0.1 to 3 percent of efficacy auxiliary agent,

0.1 to 1 percent of essence,

the balance of water.

3. A neutral soap based easy rinse liquid detergent composition as claimed in claim 1 or 2 wherein:

the fatty acid sodium soap is saturated fatty acid sodium soap or unsaturated fatty acid sodium soap or a mixture of the saturated fatty acid sodium soap and the unsaturated fatty acid sodium soap; and/or

The content of the fatty acid sodium soap is 1-20%.

4. The neutral soap-based easy-rinsing liquid detergent composition as claimed in claim 1 or 2, wherein the soap-based stabilizing composition is a composition of disodium N-fatty acyl glutamate, ethanolamine and tetrasodium glutamate diacetate in a mass ratio of (40-80) to (1-40) to (1-20), and the total amount is 100.

5. A neutral soap based easy rinse liquid detergent composition as claimed in claim 4,

the molecular structure of the N-fatty acyl disodium glutamate is

R is alkyl with a carbon chain of C7-C17;

the ethanolamine comprises one or more of monoethanolamine, diethanolamine, triethanolamine and methyl monoethanolamine;

the molecular structure of the glutamic diacetic acid tetrasodium is

6. The neutral soap-based easy-rinse liquid detergent composition as claimed in claim 5, wherein R in the molecular structure of said disodium N-fatty acyl glutamate is an alkyl group with a carbon chain of C7-C13.

7. A neutral soap based easy rinse liquid detergent composition as claimed in claim 1 or 2 wherein said complex surfactant comprises: anionic surfactants, nonionic surfactants, and zwitterionic surfactants.

8. A neutral soap-based easy rinse liquid detergent composition according to claim 7 wherein:

the anionic surfactant comprises one or more of linear alkyl benzene sulfonic acid sodium salt, fatty alcohol polyoxyethylene ether sodium sulfate, α -sulfo fatty acid methyl ester sodium salt and α -alkenyl sodium sulfonate, and/or

The nonionic surfactant comprises one or more of alkyl glycoside, natural alcohol polyoxyethylene ether, isomeric alcohol polyoxyethylene ether and fatty acid ester ethoxylate; and/or

The zwitterionic surfactant comprises one or more of a betaine amphoteric surfactant, an amine oxide amphoteric surfactant and an amino acid amphoteric surfactant.

9. A neutral soap-based easy rinse liquid detergent composition according to claim 7 wherein:

the mass content of the anionic surfactant is 1-70%; and/or

The mass content of the nonionic surfactant is 1-70%; and/or

The mass content of the zwitterionic surfactant is 0.1-40%.

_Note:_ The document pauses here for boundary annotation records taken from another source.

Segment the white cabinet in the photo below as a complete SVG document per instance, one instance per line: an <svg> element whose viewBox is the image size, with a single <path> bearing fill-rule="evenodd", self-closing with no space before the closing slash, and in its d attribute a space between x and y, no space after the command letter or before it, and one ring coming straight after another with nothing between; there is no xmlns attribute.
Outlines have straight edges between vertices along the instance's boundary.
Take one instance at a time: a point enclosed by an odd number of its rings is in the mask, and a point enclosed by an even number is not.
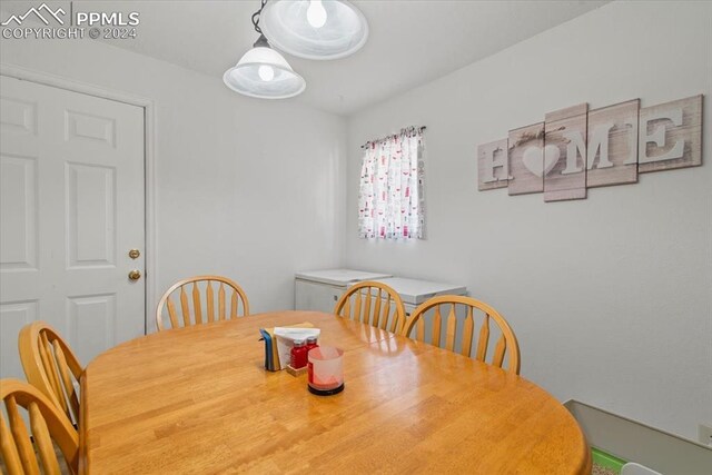
<svg viewBox="0 0 712 475"><path fill-rule="evenodd" d="M353 269L308 270L295 275L295 308L332 313L344 291L362 280L376 280L393 287L403 299L408 315L436 295L467 294L467 288L461 285L392 277L382 273Z"/></svg>
<svg viewBox="0 0 712 475"><path fill-rule="evenodd" d="M349 285L390 277L353 269L307 270L295 275L295 309L333 313Z"/></svg>
<svg viewBox="0 0 712 475"><path fill-rule="evenodd" d="M389 277L376 279L392 287L403 299L406 314L411 315L415 307L437 295L466 295L467 288L456 284L434 283L421 279Z"/></svg>

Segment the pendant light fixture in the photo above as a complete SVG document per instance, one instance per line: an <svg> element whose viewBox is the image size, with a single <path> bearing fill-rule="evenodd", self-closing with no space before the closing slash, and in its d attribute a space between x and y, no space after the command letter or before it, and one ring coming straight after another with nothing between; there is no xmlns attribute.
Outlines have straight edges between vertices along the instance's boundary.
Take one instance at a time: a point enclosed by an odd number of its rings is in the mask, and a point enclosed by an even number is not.
<svg viewBox="0 0 712 475"><path fill-rule="evenodd" d="M237 65L222 75L225 85L236 92L260 99L286 99L300 95L306 88L304 78L291 69L279 52L271 49L259 28L267 0L253 14L253 24L259 38Z"/></svg>
<svg viewBox="0 0 712 475"><path fill-rule="evenodd" d="M339 59L368 39L364 14L345 0L269 0L261 14L275 48L306 59Z"/></svg>

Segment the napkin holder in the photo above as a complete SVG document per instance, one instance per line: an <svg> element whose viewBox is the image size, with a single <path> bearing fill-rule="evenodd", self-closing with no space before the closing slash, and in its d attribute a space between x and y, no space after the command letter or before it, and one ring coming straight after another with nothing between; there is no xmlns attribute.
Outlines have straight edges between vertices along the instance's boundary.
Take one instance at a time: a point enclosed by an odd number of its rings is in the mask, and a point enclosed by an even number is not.
<svg viewBox="0 0 712 475"><path fill-rule="evenodd" d="M289 365L295 339L308 336L318 338L320 330L309 321L304 321L285 327L260 328L259 333L265 340L265 369L279 372L286 369ZM296 370L298 372L299 369Z"/></svg>

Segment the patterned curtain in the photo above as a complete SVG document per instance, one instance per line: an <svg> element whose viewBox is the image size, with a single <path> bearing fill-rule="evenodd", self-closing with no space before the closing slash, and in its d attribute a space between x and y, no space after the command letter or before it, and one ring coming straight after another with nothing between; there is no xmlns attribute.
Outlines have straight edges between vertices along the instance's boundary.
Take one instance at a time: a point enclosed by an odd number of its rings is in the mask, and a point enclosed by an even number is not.
<svg viewBox="0 0 712 475"><path fill-rule="evenodd" d="M425 202L423 129L367 142L358 194L358 236L423 239Z"/></svg>

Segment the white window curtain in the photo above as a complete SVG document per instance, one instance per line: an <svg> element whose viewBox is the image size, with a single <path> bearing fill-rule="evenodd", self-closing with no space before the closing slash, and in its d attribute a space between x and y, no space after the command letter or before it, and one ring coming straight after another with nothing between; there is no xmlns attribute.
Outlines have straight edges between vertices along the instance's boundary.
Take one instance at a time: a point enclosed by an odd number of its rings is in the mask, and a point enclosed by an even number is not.
<svg viewBox="0 0 712 475"><path fill-rule="evenodd" d="M425 237L423 129L411 127L364 146L358 195L359 237Z"/></svg>

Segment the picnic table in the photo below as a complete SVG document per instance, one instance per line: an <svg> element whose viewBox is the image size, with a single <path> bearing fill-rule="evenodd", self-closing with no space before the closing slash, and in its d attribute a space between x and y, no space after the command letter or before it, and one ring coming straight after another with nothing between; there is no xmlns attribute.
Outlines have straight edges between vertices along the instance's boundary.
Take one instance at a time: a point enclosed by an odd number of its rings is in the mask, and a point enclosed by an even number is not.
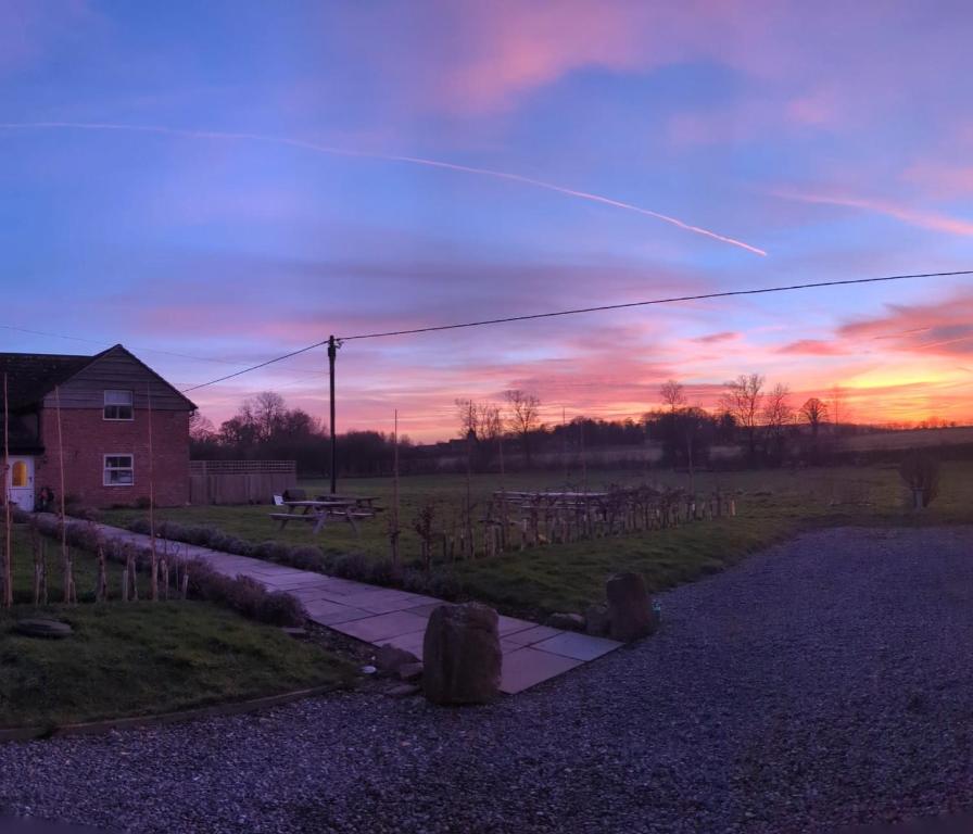
<svg viewBox="0 0 973 834"><path fill-rule="evenodd" d="M368 503L363 504L362 501ZM280 530L283 530L290 521L313 523L314 533L319 533L328 521L343 520L355 531L355 535L358 535L356 519L374 518L379 510L371 504L375 501L376 498L371 496L358 498L351 495L333 495L314 501L282 501L280 505L287 507L287 513L271 513L270 518L280 522Z"/></svg>

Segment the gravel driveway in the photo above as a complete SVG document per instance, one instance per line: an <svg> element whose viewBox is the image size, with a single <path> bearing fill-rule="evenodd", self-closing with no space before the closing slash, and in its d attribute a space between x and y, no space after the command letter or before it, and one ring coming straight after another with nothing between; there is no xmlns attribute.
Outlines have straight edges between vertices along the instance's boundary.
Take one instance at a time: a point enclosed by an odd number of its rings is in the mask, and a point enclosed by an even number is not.
<svg viewBox="0 0 973 834"><path fill-rule="evenodd" d="M801 536L488 707L344 694L0 746L0 814L115 831L825 832L973 805L973 528Z"/></svg>

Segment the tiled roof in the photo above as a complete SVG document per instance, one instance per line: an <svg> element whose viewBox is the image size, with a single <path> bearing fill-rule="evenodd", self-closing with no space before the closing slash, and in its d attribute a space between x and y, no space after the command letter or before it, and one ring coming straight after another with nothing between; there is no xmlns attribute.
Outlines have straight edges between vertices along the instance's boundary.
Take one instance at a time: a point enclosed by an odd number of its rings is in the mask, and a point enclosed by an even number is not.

10. A neutral soap based easy rinse liquid detergent composition as claimed in claim 1 or 2 wherein:

the enzyme preparation comprises one or more of protease, amylase, cellulase, lipase and mannanase; and/or

The mass content of the enzyme preparation is 0.1-0.5%; and/or

The preservative comprises one or more of methylisothiazolinone, methylchloroisothiazolinone, benzisothiazolinone, phenoxyethanol and paraben; and/or

The thickening agent comprises one or more of sodium chloride, sodium citrate, sodium formate, sodium sulfate, polyacrylic acid polymers and polysaccharide polymers; and/or

The functional auxiliary agent comprises one or more of fabric softening auxiliary agent, brightening and brightening auxiliary agent, color-protecting auxiliary agent, opacifier, pigment and anti-soil redeposition agent.